During the first debate of the European industry and representatives of EU institutions since the publication of the “Fit for 55” package, PGE appealed to co-legislators for a more ambitious increase in the Modernisation Fund and continued support in the transitional period for gas investments that will facilitate the phase-out of coal in line with the technological neutrality principle.

Last Wednesday, the Commission presented a package of 15 legislative proposals intended to facilitate reaching the European Union’s enhanced climate objectives by 2030 and climate neutrality by 2050. A reform of the EU ETS is the most robust element of these changes. The event was hosted by Brussels-based thinktank ERCST and attended by European Commission officials responsible for the EU emission allowances market and directly involved in preparing the proposed ETS reform, along with representatives of the European business. The meeting was attended by over 400 people.

Wanda Buk, PGE’s Vice-President for Regulatory Affairs, argued that in order to reach the EU’s new climate targets investments across all branches of the economy are needed and that someone has to pay for them. These additional costs to households can be alleviated solely through an appropriate increase of the Modernisation Fund. “In still coal-dependent countries undergoing a green transition, such as Poland, ensuring a just transition in the EU ETS requires a higher Modernisation Fund that enables moving away from coal in a reliable and predictable way in line with technology-neutral principle” – said Wanda Buk.
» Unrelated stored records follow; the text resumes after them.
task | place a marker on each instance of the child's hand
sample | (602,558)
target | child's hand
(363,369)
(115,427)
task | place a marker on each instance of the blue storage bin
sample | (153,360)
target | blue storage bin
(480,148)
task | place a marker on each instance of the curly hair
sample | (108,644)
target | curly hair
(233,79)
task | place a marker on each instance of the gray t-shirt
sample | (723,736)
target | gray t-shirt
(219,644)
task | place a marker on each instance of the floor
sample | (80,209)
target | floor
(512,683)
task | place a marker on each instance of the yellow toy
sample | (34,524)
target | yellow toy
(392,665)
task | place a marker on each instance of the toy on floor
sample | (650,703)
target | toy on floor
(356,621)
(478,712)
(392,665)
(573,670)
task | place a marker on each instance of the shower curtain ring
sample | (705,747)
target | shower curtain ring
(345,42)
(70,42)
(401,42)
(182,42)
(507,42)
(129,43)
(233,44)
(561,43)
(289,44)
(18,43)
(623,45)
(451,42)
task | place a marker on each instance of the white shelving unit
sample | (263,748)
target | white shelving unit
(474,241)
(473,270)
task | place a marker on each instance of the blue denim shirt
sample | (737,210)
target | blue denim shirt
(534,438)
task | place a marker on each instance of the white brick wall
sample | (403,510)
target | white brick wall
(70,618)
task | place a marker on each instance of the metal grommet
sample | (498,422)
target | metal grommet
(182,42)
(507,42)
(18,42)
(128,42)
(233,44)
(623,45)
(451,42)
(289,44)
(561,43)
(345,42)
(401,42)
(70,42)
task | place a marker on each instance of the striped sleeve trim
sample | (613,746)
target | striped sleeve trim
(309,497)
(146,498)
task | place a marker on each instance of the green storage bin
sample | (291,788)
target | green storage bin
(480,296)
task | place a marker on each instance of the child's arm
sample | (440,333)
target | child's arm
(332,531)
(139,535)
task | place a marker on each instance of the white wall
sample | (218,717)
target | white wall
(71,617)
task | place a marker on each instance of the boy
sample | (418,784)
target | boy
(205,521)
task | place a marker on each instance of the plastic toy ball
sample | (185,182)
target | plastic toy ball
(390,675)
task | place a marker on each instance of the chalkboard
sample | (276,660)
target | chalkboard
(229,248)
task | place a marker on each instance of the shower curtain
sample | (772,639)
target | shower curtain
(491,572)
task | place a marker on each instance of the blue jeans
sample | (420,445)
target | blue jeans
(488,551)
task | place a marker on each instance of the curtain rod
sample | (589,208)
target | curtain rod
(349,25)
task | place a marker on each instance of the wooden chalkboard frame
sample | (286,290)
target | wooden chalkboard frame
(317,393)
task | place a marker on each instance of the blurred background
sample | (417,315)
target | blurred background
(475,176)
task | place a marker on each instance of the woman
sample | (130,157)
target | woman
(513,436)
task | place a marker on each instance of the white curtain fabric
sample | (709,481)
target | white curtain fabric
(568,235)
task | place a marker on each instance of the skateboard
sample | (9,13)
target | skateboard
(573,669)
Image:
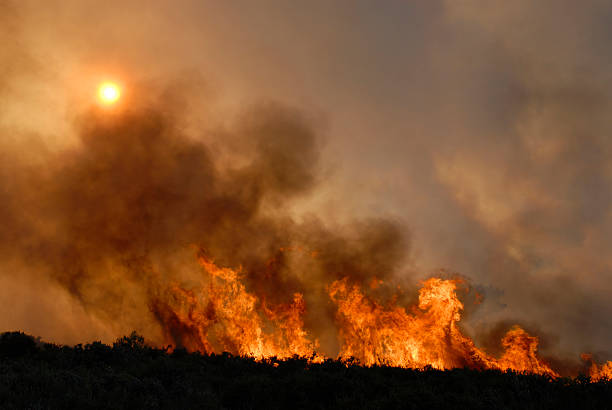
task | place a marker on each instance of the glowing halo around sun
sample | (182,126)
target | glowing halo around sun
(109,93)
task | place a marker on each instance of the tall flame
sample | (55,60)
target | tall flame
(221,315)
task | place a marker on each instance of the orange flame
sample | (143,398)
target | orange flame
(598,372)
(221,315)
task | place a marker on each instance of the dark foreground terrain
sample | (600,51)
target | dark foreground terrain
(131,375)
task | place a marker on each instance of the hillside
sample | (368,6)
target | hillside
(130,374)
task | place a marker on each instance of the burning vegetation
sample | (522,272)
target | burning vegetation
(112,221)
(221,315)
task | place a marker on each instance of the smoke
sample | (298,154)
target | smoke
(118,217)
(483,128)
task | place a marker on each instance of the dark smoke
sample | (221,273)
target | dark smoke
(119,216)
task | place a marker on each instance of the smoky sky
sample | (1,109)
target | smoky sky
(467,136)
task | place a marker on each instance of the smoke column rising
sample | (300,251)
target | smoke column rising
(481,128)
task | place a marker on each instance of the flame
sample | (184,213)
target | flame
(598,372)
(221,315)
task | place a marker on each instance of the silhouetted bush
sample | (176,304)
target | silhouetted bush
(16,344)
(132,375)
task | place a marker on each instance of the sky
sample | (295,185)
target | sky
(477,131)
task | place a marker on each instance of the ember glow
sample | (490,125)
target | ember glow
(221,315)
(327,189)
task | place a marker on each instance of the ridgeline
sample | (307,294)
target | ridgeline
(131,375)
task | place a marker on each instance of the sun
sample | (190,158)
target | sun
(109,93)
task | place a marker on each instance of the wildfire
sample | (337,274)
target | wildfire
(220,314)
(598,372)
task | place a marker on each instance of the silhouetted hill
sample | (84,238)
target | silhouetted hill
(132,375)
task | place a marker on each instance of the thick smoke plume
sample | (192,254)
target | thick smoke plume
(122,214)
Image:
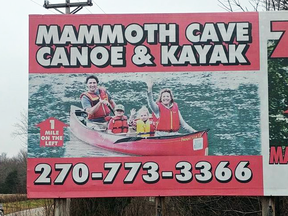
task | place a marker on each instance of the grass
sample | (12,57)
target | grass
(11,204)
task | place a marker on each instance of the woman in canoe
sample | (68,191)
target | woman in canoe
(165,109)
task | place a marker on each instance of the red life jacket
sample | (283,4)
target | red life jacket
(103,110)
(119,124)
(168,118)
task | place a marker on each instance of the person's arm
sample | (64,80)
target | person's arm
(87,105)
(151,103)
(184,124)
(110,126)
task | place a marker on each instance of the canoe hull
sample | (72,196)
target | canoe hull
(195,144)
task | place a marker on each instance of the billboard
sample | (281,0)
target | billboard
(153,105)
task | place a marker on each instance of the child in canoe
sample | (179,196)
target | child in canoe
(118,124)
(142,124)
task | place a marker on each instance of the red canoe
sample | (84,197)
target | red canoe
(194,144)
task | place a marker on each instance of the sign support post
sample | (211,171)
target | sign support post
(270,206)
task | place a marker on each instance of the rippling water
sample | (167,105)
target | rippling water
(225,102)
PGE is concerned with the fact that the Commission’s new proposal does not sufficiently address a reduction in the volatility of carbon prices and a decrease in the volume of allowances within the EU ETS that are traded not to cover actual emissions but to generate economic profits. A lack of concrete safeguards leaves the system open to potential speculations and will be a key driver of higher prices for allowances, even though today’s they are already above levels that result in fuel-switch activities being undertaken in the area of technologies reducing greenhouse gas emissions.

In the course of the discussion, the vice-president of PGE asked whether the European Commission is still not noticing the issue of market speculations in light of the prices for emission allowances continuously exceeding 50 euros per tonne. She also pointed to the fact that the one-off supply reduction by even 119 million allowances proposed by the European Commission means that the volume of allowances directed to auctions will radically fall from year to year in a situation when there are no effective mechanisms protecting against sudden price increases. In light of all planned instruments intended to drastically reduce the number of allowances on the market, i.e. a higher linear reduction factor, stricter market stability reserve rules and a one-off reduction in the number of allowances, the Modernisation Fund increase proposed by the Commission is highly insufficient. Especially given the expanded number of the Fund’s potential beneficiaries that includes new sectors to be covered by the EU ETS.

The draft changes to the Modernisation Fund are particularly disconcerting in the context of the proposal to exclude the possibility of financing gas-fired units. “By removing the possibility to finance gas investments, the Commission shows that it has no recognition for different starting points. Investments in natural gas-fired high-efficiency cogeneration plants remain the only solution to progressively withdraw coal-fuelled units in district heating systems, improve air quality and prevent deepening the energy poverty” – said Wanda Buk.